Design for Debuggability

There is a part of writing a Linux BSP that I dread profoundly, and it's among the most trivial ones. Specifically, I'm talking about that part where you've written a new device driver, or modified something in an old one, or you just need to configure it. You've added the right incantation in the device tree, you boot, and nothing happens. The module isn't probed, or your changes are silently ignored.

What follows is an afternoon that you waste poking at the thick forest of device tree probing functions, until you figure out you hit some obscure corner case or missed a silly parameter.

Or have you ever booted a machine running systemd, and found out that a service wasn't started, even though its dependencies and preconditions look "right"?

You then waste hours figuring out exactly which part of the analysis that systemd-analyze critical-chain presents is wrong (and then agonizing over whether it's the analysis that's wrong, or if that's really a bug in systemd).

Another one. You have an entire system built over a message-passing infrastructure. The handler of one of these messages appears to be execute twice in a very rapid sequence, early at boot time, which would make it seem like it gets that message twice. But that message can be sent from hundreds of places in the code, by dozens of processes, including the one you're debugging. You can catch the handler, but who sent the message, and why?

All of these problems can be trivially solved through tracing, but it's hard to add that kind of tracing ad-hoc. I've done it once or twice for device tree code, back when the tooling available for it was far worse, and it took me a hell of a long time. That was on kernel 4.4, I think. So much has changed since I last looked at it that now, in 4.16, I might at best have a good idea about where to start, but no more.

Some systems, written by people with less free time on their hands, anticipate this sort of problems and try to solve them from the beginning. One particularly clever message-passing system I used had a "debug mode" which annotated each message's body with some useful information, including what process issued it and where from (this was done automatically), or what message it was sent in response to (but this required some developer assistance, in the form of a minimally-intrusive macro whose body was empty on production builds).
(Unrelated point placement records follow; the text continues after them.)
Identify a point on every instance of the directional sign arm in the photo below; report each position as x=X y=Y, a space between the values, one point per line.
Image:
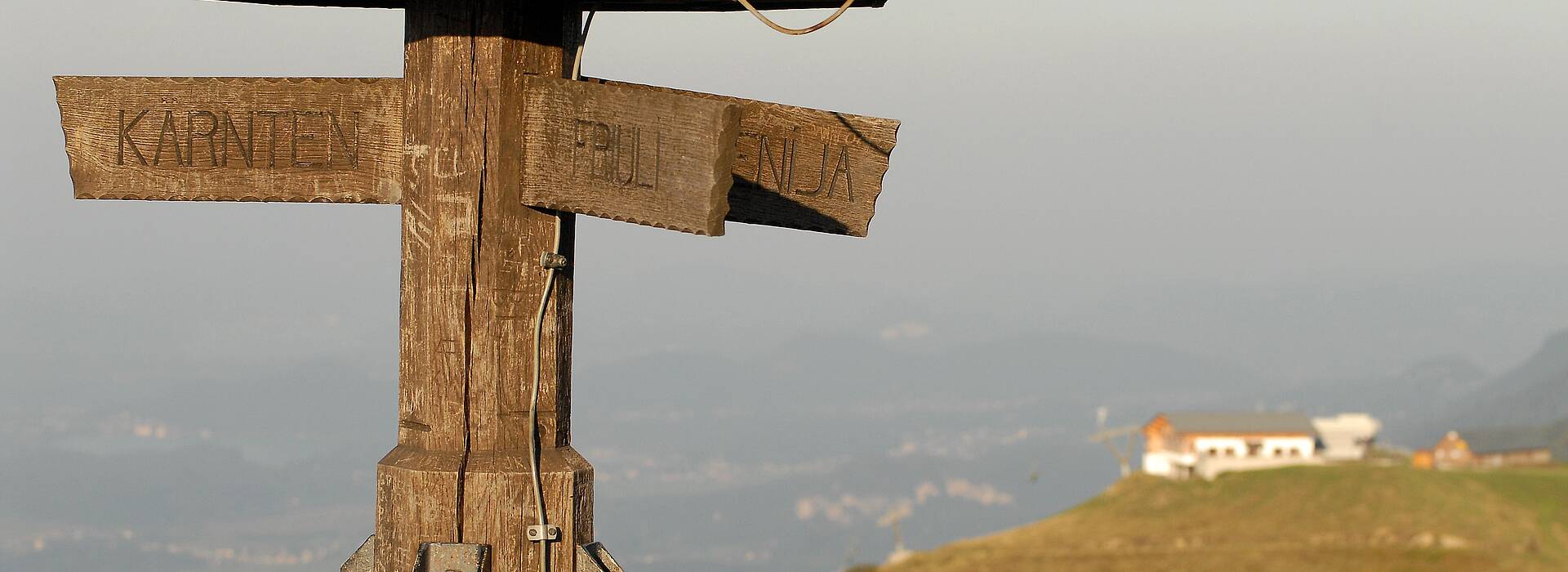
x=800 y=168
x=287 y=140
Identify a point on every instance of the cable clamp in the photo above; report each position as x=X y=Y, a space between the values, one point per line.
x=545 y=534
x=552 y=261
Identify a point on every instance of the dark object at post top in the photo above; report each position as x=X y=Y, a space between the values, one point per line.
x=612 y=5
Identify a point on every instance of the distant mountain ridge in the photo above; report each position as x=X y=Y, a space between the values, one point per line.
x=1341 y=517
x=1534 y=392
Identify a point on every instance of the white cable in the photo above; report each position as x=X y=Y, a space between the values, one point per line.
x=795 y=32
x=533 y=408
x=538 y=348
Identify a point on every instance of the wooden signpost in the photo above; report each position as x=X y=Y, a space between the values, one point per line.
x=488 y=150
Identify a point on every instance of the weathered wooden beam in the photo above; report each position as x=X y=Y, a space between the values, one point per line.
x=296 y=140
x=802 y=168
x=637 y=155
x=470 y=293
x=610 y=5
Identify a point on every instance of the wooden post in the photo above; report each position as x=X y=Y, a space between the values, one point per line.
x=470 y=288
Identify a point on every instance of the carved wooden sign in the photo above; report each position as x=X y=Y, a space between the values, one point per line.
x=298 y=140
x=634 y=155
x=802 y=168
x=595 y=148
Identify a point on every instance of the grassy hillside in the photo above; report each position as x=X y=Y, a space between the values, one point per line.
x=1352 y=517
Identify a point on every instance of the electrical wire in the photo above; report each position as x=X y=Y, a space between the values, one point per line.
x=533 y=408
x=538 y=346
x=795 y=32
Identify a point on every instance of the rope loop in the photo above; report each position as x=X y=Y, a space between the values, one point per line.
x=795 y=32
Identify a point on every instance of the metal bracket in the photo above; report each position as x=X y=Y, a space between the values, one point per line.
x=549 y=534
x=364 y=560
x=444 y=556
x=595 y=558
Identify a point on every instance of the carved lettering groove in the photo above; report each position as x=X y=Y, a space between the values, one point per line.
x=634 y=155
x=180 y=138
x=802 y=168
x=234 y=138
x=775 y=165
x=617 y=154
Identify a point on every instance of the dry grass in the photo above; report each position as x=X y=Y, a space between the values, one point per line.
x=1346 y=517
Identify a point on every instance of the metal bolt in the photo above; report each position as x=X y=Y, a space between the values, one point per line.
x=552 y=261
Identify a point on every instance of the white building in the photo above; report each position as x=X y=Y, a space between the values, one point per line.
x=1184 y=445
x=1346 y=436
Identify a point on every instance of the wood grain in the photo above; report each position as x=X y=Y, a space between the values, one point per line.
x=800 y=168
x=610 y=5
x=637 y=155
x=470 y=288
x=296 y=140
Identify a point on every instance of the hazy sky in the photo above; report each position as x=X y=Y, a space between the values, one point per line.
x=1063 y=165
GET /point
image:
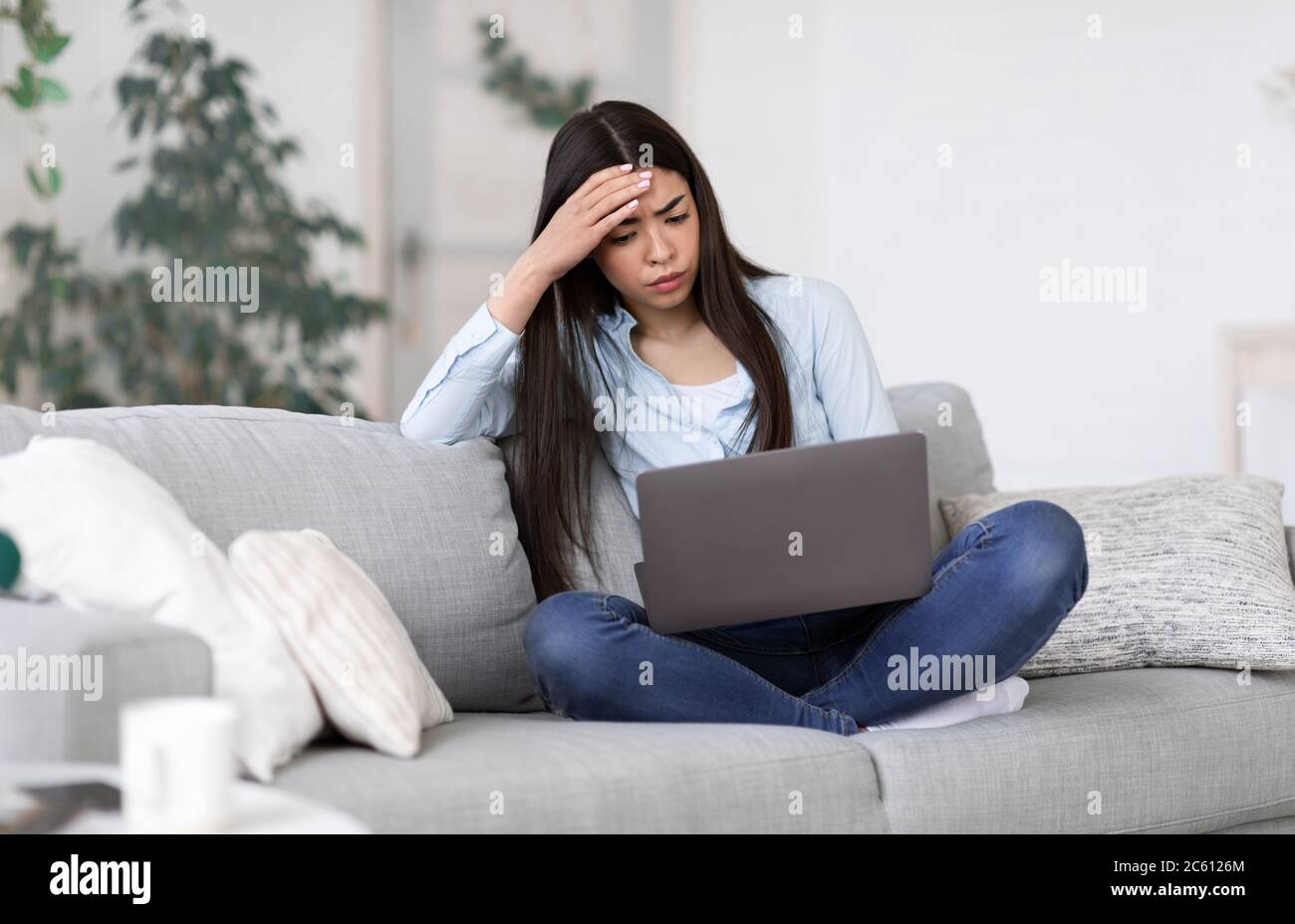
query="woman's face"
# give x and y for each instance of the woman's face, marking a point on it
(659, 238)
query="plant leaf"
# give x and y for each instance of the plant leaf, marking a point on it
(52, 91)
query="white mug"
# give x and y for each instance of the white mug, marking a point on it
(177, 764)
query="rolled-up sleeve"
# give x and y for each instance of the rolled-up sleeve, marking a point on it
(845, 371)
(469, 389)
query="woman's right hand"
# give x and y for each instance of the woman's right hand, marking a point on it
(601, 202)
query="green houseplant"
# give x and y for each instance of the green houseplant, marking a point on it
(212, 195)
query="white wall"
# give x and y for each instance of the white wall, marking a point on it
(1119, 150)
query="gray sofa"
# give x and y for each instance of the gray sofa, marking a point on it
(1178, 750)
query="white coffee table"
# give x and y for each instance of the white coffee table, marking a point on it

Usually, if a spurious message was received, catching the handler was enough to tell you where the message originated.

There are two paradigms in the electronics industry that have been hugely influential to improving the reliability and quality of modern electronic systems: design for testing (DFT) and design for manufacturing (DFM). Their intent is probably clear from their name.
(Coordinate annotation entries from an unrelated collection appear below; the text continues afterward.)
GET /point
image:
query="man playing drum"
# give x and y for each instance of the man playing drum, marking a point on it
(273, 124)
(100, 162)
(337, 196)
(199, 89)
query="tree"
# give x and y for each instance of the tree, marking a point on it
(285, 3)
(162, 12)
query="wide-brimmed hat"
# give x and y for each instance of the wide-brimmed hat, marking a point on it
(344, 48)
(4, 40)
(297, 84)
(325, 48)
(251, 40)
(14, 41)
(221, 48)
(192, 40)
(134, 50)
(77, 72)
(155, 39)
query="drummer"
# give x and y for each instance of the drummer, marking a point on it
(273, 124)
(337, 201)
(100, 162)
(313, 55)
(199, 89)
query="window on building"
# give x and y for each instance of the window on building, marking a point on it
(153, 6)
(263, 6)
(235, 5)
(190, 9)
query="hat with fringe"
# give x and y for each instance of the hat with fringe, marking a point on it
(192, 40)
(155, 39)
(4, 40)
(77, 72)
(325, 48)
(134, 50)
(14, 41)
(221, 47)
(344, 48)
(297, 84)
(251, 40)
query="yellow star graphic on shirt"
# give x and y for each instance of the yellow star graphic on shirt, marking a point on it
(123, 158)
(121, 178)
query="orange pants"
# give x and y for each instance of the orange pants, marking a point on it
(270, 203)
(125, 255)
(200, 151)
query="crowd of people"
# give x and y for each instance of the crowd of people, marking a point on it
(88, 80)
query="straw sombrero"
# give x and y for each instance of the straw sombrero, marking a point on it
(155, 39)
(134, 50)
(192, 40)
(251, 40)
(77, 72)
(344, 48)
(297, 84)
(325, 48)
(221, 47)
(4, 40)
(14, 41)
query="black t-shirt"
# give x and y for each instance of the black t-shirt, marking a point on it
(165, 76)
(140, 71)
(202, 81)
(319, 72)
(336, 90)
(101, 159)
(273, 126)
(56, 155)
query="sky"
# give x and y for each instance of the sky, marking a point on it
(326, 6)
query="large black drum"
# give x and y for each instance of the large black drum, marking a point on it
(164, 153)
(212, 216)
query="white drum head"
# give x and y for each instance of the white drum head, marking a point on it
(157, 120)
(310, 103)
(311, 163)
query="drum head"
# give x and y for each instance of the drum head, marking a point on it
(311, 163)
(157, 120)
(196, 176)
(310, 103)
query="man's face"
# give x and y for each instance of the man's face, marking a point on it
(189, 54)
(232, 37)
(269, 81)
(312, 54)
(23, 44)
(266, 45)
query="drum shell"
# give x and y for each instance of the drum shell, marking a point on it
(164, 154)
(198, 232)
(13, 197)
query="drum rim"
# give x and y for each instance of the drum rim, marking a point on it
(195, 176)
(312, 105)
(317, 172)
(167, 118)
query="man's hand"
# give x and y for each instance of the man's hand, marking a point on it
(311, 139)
Similarly, although I don't suppose someone consciously adhered to best practices derived from this fancy name, some of the best software that I've used or worked on seems to have been designed for debuggability (among others). If something goes wrong, you don't need to jump through any hoops to figure out why.

This has many useful side-effects. Bugs don't linger in bug trackers because even difficult bugs can be tackled by people who aren't too familiar with the code and with how it evolved over the years. In community-ran projects, they don't linger because fixing trivial bugs is easy enough, as opposed to consisting of a hopeless, two-week hunt for an elusive condition, followed by a three-line fix. New features are easier and faster to develop because the early bugs you cause are faster to trace.

Granted, keeping a program simple and readable gets you halfway to making it easy to debug. Some things that I've seen completing the bridge include:

  • Comprehensive, informative traces that are easy to turn on and off through a stable interface (guess which major operating system that we all like gets this horribly and pointlessly wrong).
  • Good built-in introspection that's enforced through a simple interface (for example, using an explicit reference counting interface as opposed to relying on developers to manually do mystruct->creative_name_for_a_reference_counter++).
  • Loose module coupling, where most changes to a module's state ("local" state) are done through the module's code ("local" code), whose invocations are easy to trace to either user action or a small set of other modules.
  • Clean event handling interface that allows you to follow an event from detection to handling, even across multiple processes.

In most, if not all cases that I am familiar with, this design was developed informally, as a result of nothing more than engineering experience and common-sense. But then again, all good formal frameworks start out as good informal principles.

(Although, as ACPI has shown, not all good informal principles develop into good frameworks...)